CNMA: Sustainable 9% Dividend Play with Limited Downside
Link: https://cutt.ly/6yp2IQ5K
▪️ De–rating buka peluang akumulasi CNMA sebagai dividend play dengan yield ~9%, ditambah potensi pertumbuhan moderat sebagai upside — Harga saham Nusantara Sejahtera Raya ($CNMA) telah turun -65% sejak IPO, utamanya akibat ekspektasi growth yang tidak tercapai, dengan valuasi mengalami de–rating dari >20x 1Y Forward P/E menjadi 10,7x P/E pada 2026F. Kami memproyeksikan CNMA dapat membagikan minimum dividen Rp8,8/saham per tahun (yield 9,4% per 5 Agustus 2026), didorong oleh tren admissions yang stabil dan free cash flow (FCF) generation yang solid sehingga CNMA dapat membagikan 100% laba bersih sebagai dividen setidaknya hingga 2 tahun ke depan. Di luar dividen, laba bersih kami proyeksikan tumbuh sekitar +8% YoY per tahun pada 2027F–2028F, memberikan upside bagi dividen.

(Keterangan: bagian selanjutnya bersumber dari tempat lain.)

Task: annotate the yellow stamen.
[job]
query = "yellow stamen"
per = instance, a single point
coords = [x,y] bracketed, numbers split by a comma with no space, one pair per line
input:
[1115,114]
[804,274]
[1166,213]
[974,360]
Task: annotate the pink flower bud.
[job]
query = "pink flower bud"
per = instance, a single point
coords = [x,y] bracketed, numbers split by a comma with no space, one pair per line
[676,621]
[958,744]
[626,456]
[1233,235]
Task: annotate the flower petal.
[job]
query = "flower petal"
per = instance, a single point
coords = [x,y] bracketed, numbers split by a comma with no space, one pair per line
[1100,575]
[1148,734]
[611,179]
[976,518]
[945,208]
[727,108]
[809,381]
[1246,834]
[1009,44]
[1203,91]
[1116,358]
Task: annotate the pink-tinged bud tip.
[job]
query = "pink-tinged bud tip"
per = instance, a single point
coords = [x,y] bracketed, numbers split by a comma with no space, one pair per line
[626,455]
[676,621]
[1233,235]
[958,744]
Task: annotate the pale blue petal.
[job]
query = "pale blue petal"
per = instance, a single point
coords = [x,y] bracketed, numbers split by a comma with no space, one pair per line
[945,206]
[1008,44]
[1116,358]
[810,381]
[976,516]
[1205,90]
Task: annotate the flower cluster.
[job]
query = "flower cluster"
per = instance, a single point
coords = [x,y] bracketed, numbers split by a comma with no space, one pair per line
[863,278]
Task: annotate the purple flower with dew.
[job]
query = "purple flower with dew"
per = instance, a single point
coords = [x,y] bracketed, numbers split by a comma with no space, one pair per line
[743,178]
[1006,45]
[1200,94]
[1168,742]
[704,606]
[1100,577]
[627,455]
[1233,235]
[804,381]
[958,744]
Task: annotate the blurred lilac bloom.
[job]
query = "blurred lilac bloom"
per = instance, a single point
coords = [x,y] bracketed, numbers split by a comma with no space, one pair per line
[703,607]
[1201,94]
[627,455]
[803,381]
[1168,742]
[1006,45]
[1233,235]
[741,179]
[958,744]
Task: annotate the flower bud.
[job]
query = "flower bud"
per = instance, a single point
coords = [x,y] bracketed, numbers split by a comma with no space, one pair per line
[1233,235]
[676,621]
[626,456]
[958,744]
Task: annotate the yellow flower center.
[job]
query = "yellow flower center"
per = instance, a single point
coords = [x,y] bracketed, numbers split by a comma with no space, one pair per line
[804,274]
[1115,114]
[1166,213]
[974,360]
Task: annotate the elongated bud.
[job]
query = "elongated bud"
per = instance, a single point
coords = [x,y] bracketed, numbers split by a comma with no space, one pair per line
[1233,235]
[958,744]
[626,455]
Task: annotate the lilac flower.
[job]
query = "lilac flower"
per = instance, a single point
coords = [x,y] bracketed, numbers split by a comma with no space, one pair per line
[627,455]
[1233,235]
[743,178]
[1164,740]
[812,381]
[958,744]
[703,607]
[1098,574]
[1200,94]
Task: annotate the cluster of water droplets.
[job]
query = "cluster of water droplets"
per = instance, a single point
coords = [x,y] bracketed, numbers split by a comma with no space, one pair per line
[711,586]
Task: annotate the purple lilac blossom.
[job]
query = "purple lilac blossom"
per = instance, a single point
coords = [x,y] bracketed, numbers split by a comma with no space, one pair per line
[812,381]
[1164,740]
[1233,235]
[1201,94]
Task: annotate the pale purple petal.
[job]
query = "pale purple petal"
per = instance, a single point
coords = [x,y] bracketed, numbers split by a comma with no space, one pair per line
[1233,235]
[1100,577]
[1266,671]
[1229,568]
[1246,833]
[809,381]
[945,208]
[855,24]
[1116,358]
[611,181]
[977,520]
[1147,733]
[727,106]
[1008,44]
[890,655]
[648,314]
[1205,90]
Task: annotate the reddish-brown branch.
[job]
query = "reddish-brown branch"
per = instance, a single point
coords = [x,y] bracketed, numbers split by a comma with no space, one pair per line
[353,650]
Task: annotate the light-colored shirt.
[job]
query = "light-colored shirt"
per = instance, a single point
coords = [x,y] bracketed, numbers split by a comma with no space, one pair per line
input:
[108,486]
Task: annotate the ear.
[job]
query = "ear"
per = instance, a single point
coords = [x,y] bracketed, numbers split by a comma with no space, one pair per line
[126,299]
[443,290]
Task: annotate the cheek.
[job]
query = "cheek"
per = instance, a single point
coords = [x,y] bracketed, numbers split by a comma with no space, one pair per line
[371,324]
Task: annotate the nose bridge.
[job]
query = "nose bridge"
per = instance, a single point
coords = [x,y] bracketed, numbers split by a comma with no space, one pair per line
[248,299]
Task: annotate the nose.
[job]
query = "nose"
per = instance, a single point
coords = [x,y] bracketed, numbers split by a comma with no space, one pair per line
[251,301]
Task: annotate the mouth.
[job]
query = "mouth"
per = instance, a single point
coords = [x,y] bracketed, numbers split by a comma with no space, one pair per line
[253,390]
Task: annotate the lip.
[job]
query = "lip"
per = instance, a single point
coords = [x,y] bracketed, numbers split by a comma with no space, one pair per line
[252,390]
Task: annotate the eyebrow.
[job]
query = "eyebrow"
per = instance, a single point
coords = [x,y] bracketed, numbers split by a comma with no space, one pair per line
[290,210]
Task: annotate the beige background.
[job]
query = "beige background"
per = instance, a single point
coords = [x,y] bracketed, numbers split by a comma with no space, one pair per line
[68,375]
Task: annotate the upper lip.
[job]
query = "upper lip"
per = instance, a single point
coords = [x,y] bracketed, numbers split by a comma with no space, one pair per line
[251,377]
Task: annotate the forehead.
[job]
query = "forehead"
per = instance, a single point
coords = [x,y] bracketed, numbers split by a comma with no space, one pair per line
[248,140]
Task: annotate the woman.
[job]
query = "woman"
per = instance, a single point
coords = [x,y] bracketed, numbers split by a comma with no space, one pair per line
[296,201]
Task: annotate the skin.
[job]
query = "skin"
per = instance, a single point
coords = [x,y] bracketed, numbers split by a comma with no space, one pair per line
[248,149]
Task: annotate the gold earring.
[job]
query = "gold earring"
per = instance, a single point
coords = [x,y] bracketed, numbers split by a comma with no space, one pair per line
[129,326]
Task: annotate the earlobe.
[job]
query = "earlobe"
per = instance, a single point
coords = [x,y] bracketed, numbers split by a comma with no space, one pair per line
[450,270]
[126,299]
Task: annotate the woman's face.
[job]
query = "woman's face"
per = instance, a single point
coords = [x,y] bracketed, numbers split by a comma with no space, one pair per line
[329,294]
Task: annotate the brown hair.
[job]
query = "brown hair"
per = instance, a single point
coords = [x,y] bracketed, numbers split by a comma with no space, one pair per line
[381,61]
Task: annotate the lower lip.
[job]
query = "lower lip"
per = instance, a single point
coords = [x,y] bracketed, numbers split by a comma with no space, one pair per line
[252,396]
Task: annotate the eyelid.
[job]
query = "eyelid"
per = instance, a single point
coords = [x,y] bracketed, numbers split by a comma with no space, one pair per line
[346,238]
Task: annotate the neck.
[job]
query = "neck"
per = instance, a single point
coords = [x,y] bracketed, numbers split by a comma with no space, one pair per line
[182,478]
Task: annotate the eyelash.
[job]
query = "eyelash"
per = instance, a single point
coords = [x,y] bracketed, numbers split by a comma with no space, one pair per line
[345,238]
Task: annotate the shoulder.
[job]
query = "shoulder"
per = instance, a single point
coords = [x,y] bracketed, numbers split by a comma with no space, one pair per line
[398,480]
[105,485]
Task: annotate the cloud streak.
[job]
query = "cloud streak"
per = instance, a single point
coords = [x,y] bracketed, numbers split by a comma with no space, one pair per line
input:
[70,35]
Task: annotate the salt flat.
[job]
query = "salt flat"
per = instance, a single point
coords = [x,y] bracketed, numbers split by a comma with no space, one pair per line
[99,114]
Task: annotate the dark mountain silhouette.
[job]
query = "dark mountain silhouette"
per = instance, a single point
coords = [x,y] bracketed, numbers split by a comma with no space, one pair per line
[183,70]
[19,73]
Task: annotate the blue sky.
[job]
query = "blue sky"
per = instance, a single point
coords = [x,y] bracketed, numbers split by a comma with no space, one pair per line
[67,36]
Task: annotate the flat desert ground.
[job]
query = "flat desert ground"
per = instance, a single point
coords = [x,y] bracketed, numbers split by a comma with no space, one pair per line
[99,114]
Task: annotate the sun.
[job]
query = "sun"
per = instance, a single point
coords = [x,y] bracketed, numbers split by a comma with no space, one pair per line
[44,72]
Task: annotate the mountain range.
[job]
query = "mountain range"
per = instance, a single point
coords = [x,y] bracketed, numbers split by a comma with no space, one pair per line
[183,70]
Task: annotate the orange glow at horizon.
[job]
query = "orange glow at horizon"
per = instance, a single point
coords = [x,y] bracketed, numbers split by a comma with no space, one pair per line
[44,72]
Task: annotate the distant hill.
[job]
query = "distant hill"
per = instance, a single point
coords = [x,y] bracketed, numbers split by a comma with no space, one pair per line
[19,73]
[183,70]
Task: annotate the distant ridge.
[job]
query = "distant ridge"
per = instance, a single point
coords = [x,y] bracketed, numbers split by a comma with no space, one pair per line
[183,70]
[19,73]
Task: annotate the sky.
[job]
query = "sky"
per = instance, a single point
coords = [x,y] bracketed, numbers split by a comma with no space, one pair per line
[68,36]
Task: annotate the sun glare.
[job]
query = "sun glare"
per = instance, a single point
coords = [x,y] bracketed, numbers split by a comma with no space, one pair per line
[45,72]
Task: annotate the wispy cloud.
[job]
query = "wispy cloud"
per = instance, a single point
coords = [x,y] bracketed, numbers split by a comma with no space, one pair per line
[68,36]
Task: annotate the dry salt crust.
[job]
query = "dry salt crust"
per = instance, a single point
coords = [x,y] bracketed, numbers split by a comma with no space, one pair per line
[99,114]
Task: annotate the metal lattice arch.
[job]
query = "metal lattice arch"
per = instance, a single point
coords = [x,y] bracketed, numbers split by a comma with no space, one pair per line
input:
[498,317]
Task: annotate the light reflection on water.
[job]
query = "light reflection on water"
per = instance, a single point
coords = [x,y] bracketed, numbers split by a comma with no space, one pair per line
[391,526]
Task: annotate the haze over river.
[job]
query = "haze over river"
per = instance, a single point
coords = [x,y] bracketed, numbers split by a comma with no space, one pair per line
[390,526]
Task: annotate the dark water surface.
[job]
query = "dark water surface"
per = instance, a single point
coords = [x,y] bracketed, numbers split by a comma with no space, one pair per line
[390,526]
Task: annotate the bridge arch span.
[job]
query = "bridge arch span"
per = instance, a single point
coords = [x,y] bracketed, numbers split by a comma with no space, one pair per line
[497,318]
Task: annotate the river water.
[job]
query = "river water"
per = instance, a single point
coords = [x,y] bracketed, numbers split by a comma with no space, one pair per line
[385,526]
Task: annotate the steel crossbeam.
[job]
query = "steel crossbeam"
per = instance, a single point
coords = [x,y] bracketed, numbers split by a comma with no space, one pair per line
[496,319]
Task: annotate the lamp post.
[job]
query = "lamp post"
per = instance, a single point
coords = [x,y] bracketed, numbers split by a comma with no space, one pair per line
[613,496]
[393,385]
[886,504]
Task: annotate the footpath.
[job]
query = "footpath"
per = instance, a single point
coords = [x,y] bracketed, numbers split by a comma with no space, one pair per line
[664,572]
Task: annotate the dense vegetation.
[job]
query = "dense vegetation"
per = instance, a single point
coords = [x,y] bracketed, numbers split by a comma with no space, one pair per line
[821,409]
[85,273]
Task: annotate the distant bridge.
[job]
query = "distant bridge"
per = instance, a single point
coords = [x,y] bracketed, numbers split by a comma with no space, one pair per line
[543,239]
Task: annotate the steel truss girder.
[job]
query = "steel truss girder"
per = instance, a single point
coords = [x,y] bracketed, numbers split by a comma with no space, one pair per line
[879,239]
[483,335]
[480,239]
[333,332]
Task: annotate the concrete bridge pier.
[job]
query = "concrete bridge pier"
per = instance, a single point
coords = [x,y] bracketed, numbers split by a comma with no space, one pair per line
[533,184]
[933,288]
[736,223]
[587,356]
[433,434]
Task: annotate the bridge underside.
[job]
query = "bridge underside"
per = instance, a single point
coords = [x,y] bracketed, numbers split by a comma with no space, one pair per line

▪️ Perkembangan film lokal dan pemulihan Hollywood secara bergantian mendukung kestabilan admissions — Kami memperkirakan admissions CNMA, sebagai kunci utama kinerja perseroan, akan stabil di kisaran 87–90 juta pada 2026F–2028F. Film lokal menjadi penopang admissions pasca–pandemi (2023–2025) di tengah lemahnya rilis film internasional. Ke depan, kami memperkirakan perbaikan admissions film internasional seiring jumlah ‘wide releases’ (film yang ditayangkan secara masif) Hollywood yang diproyeksikan kembali ke level pra–pandemi pada 2026, ditambah dinamika streaming–bioskop yang kini komplementer setelah pemulihan theatrical window.
▪️ Magnitude FCF yang jauh di atas laba bersih memberikan buffer tebal untuk payout dividen yang tinggi — Dengan level admissions di atas serta laju ekspansi yang lebih selektif, kami memproyeksikan FCF ~Rp1,1 T per tahun pada 2026F–2028F, jauh di atas laba bersih yang kami estimasikan Rp732–854 M. Perbedaan magnitude keduanya memberikan buffer tebal untuk membagikan 100% laba sebagai dividen, bahkan dalam skenario bearish (admissions -10% dari base case) sekalipun.
▪️ Downside risk terbatas dan risiko utama — Per 5 Agustus 2026, CNMA diperdagangkan pada 10,7x P/E dan 4,1x EV/EBITDA 2026F — salah satu yang termurah dibandingkan peers regional dan global, meski profitabilitasnya (ROE) tergolong tertinggi. Dengan valuasi yang tidak lagi price–in ekspektasi growth agresif dan guidance manajemen yang lebih konservatif, kami menilai risiko de–rating lanjutan relatif terbatas. Risiko utama datang dari tren admissions yang lemah dan berkelanjutan, serta free float ~8% yang masih di bawah ketentuan minimum BEI (15%).
Disclaimer: Semua konten dalam artikel ini dibuat untuk tujuan informasional dan bukan merupakan rekomendasi untuk membeli/menjual saham tertentu. Always do you own research.